“AI agents will become core, but governance will decide who scales.”— Ajay Ajmera, CIO, Rockman Industries  

Ajay Ajmera, CIO of Rockman Industries, outlines a governance-first approach to AI adoption, where agents are deployed in controlled pilots across key functions such as IT, finance, procurement, cybersecurity, and manufacturing.

Ajay Ajmera, CIO, Rockman Industries  

Rockman Industries, a leading Indian auto‑components manufacturer and part of the Hero Group, is taking a measured, governance-first approach to AI adoption. Ajay Ajmera, CIO of the company, explains how AI agents are being piloted across IT, finance, procurement, cybersecurity, and manufacturing, with a strong focus on trust, explainability, and operational risk. 
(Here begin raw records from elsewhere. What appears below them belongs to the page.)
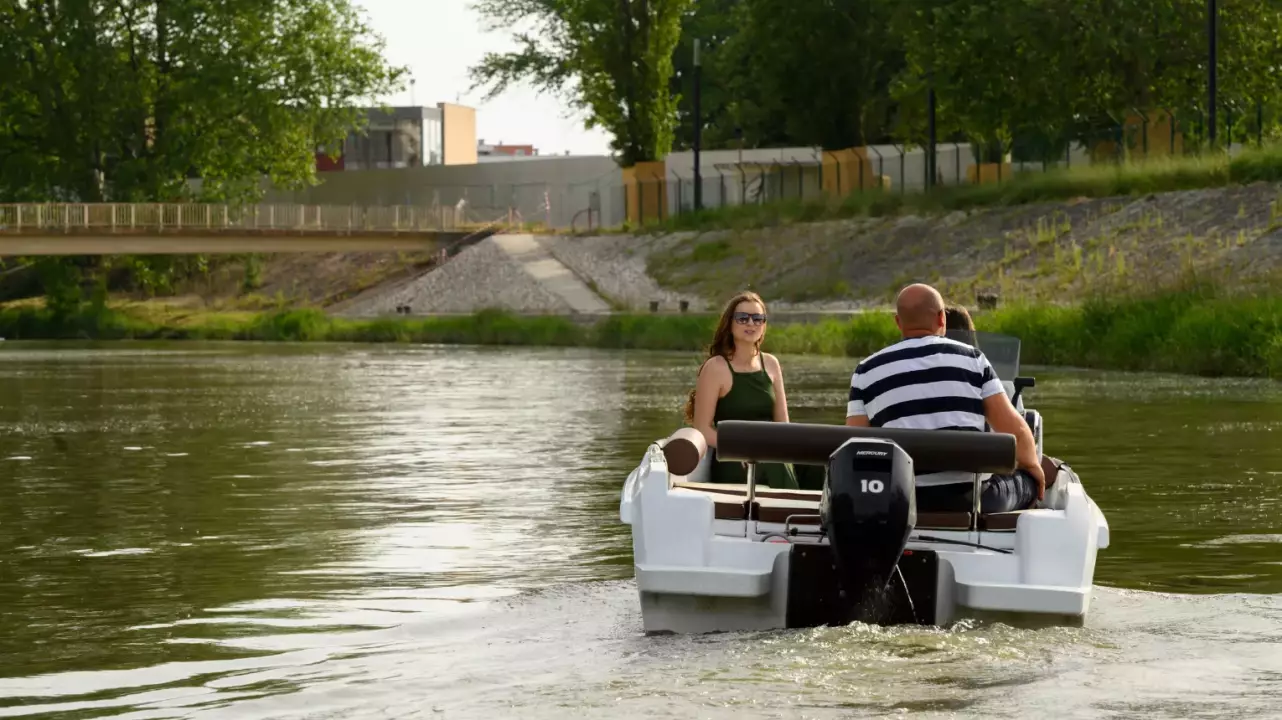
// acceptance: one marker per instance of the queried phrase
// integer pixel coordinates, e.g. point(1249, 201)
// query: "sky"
point(439, 40)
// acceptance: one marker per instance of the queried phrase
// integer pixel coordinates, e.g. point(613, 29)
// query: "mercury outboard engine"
point(868, 510)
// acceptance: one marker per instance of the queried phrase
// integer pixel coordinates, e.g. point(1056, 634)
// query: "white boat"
point(718, 557)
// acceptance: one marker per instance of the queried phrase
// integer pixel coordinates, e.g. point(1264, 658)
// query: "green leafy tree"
point(130, 101)
point(609, 58)
point(813, 72)
point(999, 69)
point(712, 23)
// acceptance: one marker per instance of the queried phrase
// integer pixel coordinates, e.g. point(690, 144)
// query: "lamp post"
point(699, 131)
point(1212, 17)
point(931, 153)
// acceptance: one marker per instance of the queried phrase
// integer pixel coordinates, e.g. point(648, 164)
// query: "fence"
point(590, 192)
point(126, 218)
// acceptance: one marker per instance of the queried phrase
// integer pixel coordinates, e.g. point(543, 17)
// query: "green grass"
point(1195, 331)
point(1105, 180)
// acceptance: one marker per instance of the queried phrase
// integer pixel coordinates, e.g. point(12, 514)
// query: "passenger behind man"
point(739, 382)
point(930, 382)
point(957, 322)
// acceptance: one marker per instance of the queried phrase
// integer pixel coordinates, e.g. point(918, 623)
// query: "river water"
point(254, 531)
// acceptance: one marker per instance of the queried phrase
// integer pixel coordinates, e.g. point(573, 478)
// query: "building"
point(408, 137)
point(500, 151)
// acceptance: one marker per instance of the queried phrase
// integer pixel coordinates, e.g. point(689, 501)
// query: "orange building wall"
point(459, 127)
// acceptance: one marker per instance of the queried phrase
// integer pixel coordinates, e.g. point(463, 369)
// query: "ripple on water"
point(371, 532)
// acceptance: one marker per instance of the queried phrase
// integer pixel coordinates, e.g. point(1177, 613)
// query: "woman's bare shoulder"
point(714, 367)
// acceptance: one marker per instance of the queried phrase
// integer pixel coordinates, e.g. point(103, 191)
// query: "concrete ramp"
point(551, 273)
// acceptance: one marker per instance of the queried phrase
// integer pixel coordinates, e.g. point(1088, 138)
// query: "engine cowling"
point(868, 510)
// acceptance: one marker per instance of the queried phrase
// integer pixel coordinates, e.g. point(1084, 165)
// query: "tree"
point(128, 101)
point(813, 72)
point(712, 23)
point(998, 68)
point(610, 58)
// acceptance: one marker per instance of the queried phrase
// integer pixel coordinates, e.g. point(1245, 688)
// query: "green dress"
point(750, 397)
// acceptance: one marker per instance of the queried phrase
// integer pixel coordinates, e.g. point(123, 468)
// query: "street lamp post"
point(699, 131)
point(1212, 21)
point(931, 153)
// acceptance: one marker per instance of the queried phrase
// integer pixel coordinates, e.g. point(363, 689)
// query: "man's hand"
point(1040, 475)
point(1004, 418)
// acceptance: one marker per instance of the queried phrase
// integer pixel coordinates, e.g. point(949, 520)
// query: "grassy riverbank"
point(1195, 331)
point(1094, 181)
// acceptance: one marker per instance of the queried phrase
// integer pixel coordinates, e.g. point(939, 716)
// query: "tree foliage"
point(128, 100)
point(610, 58)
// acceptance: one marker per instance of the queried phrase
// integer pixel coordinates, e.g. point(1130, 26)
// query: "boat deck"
point(801, 507)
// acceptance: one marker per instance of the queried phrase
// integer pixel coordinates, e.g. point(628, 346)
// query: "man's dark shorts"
point(1000, 493)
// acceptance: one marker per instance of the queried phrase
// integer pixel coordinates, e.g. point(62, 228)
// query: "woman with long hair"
point(739, 382)
point(958, 323)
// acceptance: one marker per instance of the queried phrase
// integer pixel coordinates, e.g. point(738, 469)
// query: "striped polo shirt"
point(927, 383)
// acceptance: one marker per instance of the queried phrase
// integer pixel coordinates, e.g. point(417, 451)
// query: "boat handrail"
point(809, 443)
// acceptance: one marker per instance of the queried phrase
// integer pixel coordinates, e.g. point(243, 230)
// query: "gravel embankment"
point(617, 267)
point(480, 277)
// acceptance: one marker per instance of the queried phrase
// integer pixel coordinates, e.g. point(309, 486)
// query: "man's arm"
point(1004, 418)
point(857, 415)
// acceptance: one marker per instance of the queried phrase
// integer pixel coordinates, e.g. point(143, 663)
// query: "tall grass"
point(1196, 331)
point(1109, 180)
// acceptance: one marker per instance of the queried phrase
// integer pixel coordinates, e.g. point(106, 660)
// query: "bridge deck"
point(187, 228)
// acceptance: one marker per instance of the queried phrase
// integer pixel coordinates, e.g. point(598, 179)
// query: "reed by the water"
point(1195, 331)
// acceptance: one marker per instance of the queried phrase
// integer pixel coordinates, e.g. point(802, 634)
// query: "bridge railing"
point(153, 217)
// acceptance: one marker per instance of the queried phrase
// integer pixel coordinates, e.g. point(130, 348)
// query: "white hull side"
point(696, 573)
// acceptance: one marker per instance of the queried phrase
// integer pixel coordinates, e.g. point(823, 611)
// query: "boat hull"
point(701, 568)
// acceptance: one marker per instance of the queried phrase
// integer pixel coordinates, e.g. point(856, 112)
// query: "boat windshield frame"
point(1001, 350)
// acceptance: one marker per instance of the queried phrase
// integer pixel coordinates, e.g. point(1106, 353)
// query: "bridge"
point(112, 228)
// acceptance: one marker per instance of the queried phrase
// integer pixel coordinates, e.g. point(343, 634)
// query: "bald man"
point(930, 382)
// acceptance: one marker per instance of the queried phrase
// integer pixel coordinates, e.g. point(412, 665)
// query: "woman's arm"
point(708, 390)
point(781, 399)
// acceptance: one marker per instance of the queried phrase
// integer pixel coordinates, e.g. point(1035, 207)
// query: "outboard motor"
point(868, 510)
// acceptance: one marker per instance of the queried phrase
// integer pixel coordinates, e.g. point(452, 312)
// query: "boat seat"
point(778, 505)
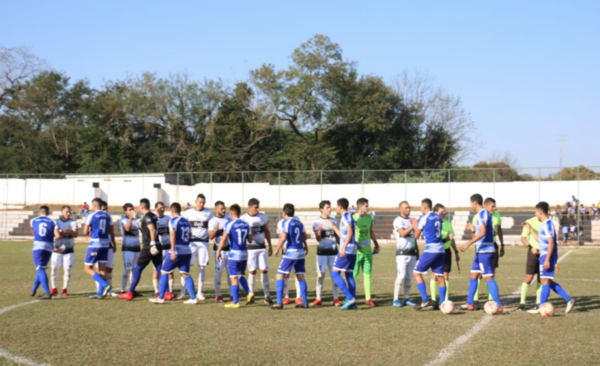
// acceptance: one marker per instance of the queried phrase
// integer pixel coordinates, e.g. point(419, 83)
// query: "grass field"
point(79, 331)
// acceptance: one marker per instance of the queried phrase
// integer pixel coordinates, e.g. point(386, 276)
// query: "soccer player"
point(216, 225)
point(294, 234)
point(198, 217)
point(327, 249)
point(131, 243)
point(151, 248)
point(43, 244)
point(532, 267)
point(407, 254)
point(257, 252)
point(448, 238)
point(483, 263)
point(434, 257)
point(65, 232)
point(345, 260)
point(237, 233)
point(100, 228)
point(364, 234)
point(177, 256)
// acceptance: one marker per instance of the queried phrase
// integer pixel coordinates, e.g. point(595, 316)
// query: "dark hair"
point(176, 207)
point(323, 203)
point(145, 203)
point(544, 207)
point(427, 202)
point(235, 208)
point(343, 203)
point(289, 209)
point(477, 198)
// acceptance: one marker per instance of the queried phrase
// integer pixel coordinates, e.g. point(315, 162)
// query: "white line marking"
point(449, 350)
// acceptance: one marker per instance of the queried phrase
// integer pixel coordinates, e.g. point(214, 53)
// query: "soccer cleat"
point(570, 305)
point(126, 296)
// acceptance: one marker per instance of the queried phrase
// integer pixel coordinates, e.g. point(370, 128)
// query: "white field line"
point(449, 350)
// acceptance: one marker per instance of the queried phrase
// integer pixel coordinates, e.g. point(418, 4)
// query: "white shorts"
point(258, 259)
point(67, 261)
point(324, 262)
point(199, 252)
point(405, 265)
point(130, 260)
point(221, 265)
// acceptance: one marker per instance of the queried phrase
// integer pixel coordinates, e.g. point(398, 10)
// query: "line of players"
point(244, 241)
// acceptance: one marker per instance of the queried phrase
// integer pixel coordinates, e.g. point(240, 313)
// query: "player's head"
point(325, 207)
point(476, 201)
point(253, 206)
point(200, 202)
point(220, 209)
point(288, 210)
point(342, 205)
point(235, 211)
point(404, 209)
point(144, 204)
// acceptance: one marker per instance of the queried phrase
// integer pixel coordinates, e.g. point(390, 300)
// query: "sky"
point(527, 71)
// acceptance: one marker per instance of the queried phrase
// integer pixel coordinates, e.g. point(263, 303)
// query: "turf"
point(79, 331)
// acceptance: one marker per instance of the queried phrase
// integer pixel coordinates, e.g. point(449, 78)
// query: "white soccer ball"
point(491, 308)
point(447, 307)
point(546, 309)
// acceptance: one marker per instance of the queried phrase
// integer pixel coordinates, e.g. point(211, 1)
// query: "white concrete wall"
point(119, 189)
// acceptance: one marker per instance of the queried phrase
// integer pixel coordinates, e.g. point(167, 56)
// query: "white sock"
point(265, 279)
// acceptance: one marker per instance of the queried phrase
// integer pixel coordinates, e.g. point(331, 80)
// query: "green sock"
point(367, 279)
point(433, 286)
point(524, 291)
point(476, 297)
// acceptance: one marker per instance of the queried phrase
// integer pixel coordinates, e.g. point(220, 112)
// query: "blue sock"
point(279, 285)
point(545, 294)
point(351, 283)
point(494, 291)
point(244, 284)
point(164, 285)
point(189, 284)
point(303, 292)
point(339, 281)
point(43, 280)
point(135, 278)
point(472, 290)
point(559, 290)
point(423, 290)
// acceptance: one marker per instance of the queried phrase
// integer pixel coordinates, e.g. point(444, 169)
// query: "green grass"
point(79, 331)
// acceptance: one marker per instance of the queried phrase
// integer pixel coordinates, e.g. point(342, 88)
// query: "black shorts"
point(533, 263)
point(146, 257)
point(448, 261)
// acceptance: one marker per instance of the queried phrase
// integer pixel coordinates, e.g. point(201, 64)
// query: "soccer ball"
point(491, 308)
point(546, 309)
point(447, 307)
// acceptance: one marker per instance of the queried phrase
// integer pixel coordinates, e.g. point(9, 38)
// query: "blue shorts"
point(182, 262)
point(41, 258)
point(287, 264)
point(483, 263)
point(236, 268)
point(435, 261)
point(548, 273)
point(94, 255)
point(345, 264)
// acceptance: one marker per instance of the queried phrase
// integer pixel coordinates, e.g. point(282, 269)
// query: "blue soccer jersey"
point(294, 229)
point(485, 244)
point(431, 224)
point(182, 228)
point(43, 233)
point(99, 223)
point(238, 231)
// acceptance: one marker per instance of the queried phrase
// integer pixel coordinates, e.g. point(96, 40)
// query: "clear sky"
point(528, 71)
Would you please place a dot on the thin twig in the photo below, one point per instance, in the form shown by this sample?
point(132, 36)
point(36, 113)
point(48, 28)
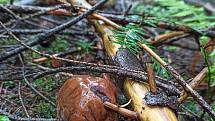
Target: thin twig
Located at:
point(181, 81)
point(51, 32)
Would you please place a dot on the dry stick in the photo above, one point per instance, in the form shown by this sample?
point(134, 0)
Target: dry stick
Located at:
point(38, 13)
point(150, 73)
point(23, 69)
point(122, 19)
point(51, 32)
point(123, 111)
point(21, 100)
point(181, 81)
point(164, 37)
point(194, 83)
point(139, 74)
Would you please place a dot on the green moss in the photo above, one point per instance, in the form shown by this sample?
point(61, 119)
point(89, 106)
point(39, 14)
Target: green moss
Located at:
point(4, 1)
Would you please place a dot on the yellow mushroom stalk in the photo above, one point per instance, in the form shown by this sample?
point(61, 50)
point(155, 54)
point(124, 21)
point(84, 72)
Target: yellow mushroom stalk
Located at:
point(135, 90)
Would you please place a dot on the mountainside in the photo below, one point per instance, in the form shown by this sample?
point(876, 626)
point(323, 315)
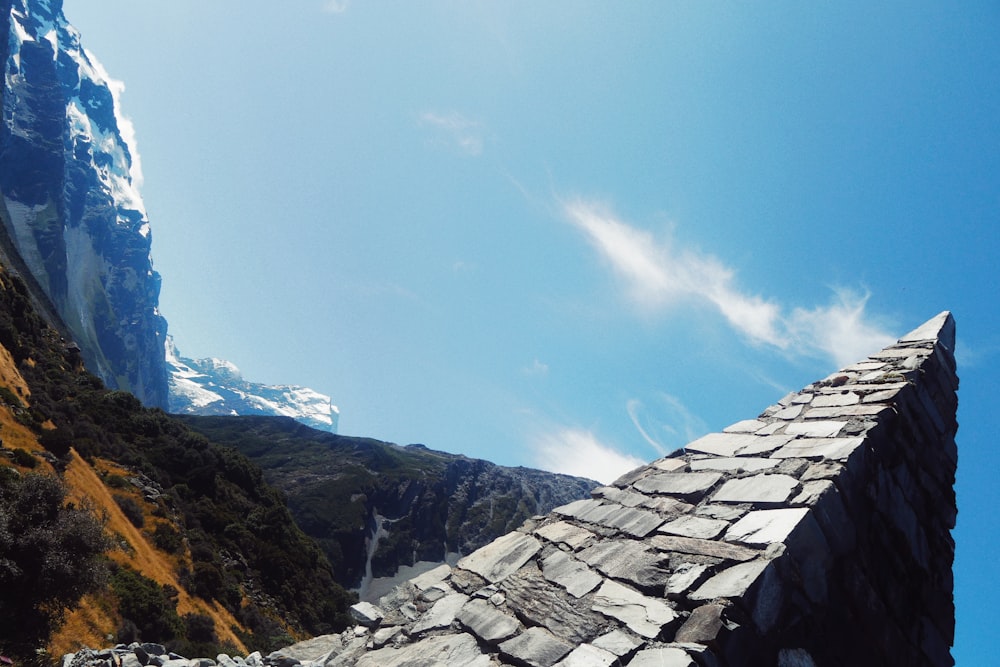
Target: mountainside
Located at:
point(420, 504)
point(75, 228)
point(216, 387)
point(209, 549)
point(70, 205)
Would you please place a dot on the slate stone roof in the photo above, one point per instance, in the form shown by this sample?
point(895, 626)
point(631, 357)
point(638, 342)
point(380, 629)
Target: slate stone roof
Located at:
point(817, 533)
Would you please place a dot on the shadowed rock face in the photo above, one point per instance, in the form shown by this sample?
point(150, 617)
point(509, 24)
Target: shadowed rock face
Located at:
point(817, 533)
point(73, 223)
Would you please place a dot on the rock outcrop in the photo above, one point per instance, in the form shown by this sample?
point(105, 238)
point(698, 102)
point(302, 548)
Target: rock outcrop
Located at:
point(815, 534)
point(73, 223)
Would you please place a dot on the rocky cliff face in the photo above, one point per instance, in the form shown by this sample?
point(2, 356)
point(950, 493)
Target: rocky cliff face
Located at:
point(74, 222)
point(216, 387)
point(375, 506)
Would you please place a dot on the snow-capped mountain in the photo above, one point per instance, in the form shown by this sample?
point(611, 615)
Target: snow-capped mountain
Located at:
point(69, 198)
point(75, 227)
point(216, 387)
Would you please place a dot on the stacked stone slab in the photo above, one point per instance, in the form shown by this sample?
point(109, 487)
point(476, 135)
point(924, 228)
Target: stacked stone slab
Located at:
point(816, 534)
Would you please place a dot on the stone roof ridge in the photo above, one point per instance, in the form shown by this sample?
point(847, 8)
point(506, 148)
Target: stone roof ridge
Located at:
point(753, 545)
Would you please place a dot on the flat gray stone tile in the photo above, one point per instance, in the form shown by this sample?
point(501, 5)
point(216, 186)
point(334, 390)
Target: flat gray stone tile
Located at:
point(687, 485)
point(764, 527)
point(566, 533)
point(731, 582)
point(486, 621)
point(733, 464)
point(819, 448)
point(663, 657)
point(562, 569)
point(815, 429)
point(536, 647)
point(588, 655)
point(757, 489)
point(643, 615)
point(695, 526)
point(501, 557)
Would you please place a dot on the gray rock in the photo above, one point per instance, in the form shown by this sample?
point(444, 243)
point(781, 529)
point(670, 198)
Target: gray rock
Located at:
point(734, 464)
point(695, 526)
point(685, 577)
point(617, 642)
point(458, 650)
point(588, 655)
point(643, 615)
point(366, 614)
point(441, 614)
point(815, 429)
point(536, 647)
point(756, 489)
point(702, 626)
point(501, 557)
point(571, 574)
point(731, 582)
point(662, 657)
point(628, 560)
point(687, 485)
point(567, 533)
point(764, 527)
point(487, 622)
point(698, 547)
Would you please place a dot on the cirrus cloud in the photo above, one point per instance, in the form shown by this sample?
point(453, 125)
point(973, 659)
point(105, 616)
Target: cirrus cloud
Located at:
point(657, 274)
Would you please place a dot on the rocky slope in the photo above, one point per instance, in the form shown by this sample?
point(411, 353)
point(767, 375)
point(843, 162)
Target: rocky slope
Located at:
point(74, 222)
point(74, 226)
point(374, 506)
point(216, 387)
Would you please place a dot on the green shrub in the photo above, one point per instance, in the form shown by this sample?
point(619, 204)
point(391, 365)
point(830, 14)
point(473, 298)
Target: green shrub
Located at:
point(131, 510)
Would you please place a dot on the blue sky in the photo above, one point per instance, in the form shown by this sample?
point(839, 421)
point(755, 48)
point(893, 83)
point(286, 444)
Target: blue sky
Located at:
point(574, 235)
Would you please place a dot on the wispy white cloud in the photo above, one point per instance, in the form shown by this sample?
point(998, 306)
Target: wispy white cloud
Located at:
point(578, 452)
point(536, 369)
point(461, 132)
point(336, 6)
point(668, 425)
point(657, 274)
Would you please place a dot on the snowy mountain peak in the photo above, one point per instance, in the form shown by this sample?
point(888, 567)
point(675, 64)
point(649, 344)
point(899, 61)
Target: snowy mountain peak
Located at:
point(216, 387)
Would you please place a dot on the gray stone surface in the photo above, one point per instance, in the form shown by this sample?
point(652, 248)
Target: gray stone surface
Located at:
point(485, 621)
point(536, 647)
point(501, 557)
point(643, 615)
point(458, 650)
point(689, 486)
point(567, 533)
point(695, 526)
point(733, 464)
point(663, 657)
point(617, 642)
point(757, 489)
point(588, 655)
point(764, 527)
point(731, 582)
point(366, 614)
point(571, 574)
point(694, 546)
point(815, 429)
point(441, 614)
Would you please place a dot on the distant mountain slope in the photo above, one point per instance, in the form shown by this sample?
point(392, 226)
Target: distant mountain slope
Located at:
point(216, 387)
point(423, 504)
point(227, 536)
point(69, 202)
point(73, 224)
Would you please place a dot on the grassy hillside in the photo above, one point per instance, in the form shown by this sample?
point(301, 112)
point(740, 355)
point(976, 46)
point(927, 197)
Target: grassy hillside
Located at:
point(431, 502)
point(203, 553)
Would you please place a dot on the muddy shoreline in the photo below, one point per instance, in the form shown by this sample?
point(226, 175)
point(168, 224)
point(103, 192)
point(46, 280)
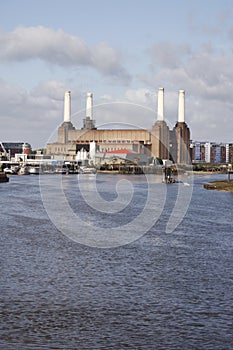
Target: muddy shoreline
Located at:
point(220, 185)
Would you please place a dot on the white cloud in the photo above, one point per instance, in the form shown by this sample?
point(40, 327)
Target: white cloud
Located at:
point(206, 74)
point(60, 48)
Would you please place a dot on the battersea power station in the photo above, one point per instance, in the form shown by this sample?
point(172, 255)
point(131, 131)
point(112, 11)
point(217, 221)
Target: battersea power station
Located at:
point(157, 143)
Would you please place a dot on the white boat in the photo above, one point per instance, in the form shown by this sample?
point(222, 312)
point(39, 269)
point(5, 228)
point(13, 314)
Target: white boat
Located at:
point(87, 170)
point(34, 170)
point(23, 170)
point(10, 171)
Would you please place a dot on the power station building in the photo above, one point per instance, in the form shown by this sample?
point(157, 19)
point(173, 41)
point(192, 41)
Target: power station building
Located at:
point(159, 142)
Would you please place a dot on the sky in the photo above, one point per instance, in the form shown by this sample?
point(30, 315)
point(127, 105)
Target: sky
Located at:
point(122, 51)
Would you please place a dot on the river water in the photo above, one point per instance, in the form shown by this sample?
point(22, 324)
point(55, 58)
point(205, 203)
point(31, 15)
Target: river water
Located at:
point(162, 291)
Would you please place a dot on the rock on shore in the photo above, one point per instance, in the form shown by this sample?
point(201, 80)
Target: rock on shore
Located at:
point(221, 185)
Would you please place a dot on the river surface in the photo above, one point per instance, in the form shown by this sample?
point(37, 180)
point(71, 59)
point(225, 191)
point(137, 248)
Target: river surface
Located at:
point(162, 291)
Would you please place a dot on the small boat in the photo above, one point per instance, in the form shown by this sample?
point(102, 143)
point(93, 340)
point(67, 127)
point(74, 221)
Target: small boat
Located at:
point(3, 177)
point(34, 170)
point(87, 170)
point(10, 171)
point(23, 170)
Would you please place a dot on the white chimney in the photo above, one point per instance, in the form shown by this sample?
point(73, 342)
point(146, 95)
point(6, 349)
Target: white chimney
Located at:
point(67, 107)
point(181, 107)
point(160, 104)
point(89, 105)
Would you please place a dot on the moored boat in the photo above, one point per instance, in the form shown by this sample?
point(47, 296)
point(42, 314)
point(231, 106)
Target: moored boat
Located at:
point(3, 177)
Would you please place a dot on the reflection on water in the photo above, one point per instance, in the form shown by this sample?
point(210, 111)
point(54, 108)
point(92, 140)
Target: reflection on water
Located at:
point(164, 291)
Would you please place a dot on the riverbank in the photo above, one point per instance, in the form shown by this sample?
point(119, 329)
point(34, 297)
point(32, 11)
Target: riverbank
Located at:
point(220, 185)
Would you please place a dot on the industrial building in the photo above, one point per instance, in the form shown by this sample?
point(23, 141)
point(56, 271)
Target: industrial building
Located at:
point(159, 142)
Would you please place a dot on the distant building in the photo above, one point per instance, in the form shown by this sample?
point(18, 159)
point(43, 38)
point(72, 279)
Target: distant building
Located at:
point(9, 149)
point(152, 143)
point(211, 152)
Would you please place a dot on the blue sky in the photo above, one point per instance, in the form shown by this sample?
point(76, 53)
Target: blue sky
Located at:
point(122, 51)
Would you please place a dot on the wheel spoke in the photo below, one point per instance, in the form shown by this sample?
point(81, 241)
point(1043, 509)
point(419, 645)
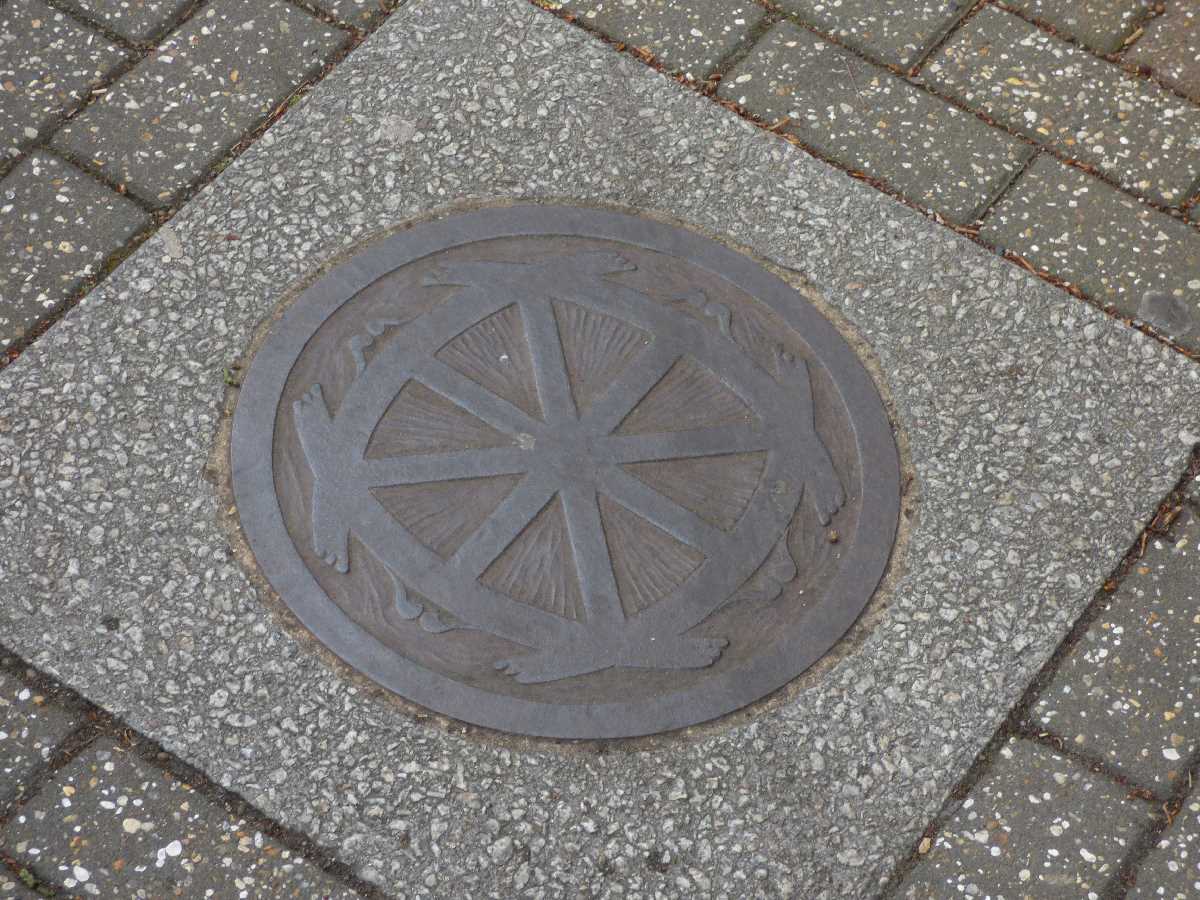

Unlike organisations rushing toward full autonomy, Rockman prioritises secure integration, clearly defined risk boundaries, and embedding accountability directly into AI systems. Ajmera outlines how AI is evolving from an experimental tool to a disciplined digital execution layer that complements human judgment and strategic oversight.

CIO&Leader: Where are you today on AI agents? Are you still experimenting, running pilots, or operating AI agents in live production? Which business functions are using them today? 

Ajay Ajmera: We are currently operating in a structured pilot phase. While the broader industry conversation has sprinted toward full autonomy, we’ve intentionally chosen a more measured approach. Today, our AI agents are in controlled pilots across critical functions: IT service management, finance analytics, procurement insights, and cybersecurity monitoring. We’re also testing predictive signals and quality pattern detection in our manufacturing operations. 

“Right now, it’s not about handing over decision-making authority. It’s about evaluating behavior, accuracy, and integration complexity—and earning the trust of our teams.” 

Right now, it’s not about handing over decision-making authority. It’s about evaluating behavior, accuracy, and integration complexity and ultimately, earning the trust of our teams. We view these pilots not merely as technical proofs of concept, but as governance rehearsals. We are stress-testing our control frameworks and risk thresholds just as rigorously as the AI itself. We’re piloting with clear intent to achieve secure, sustainable production at scale.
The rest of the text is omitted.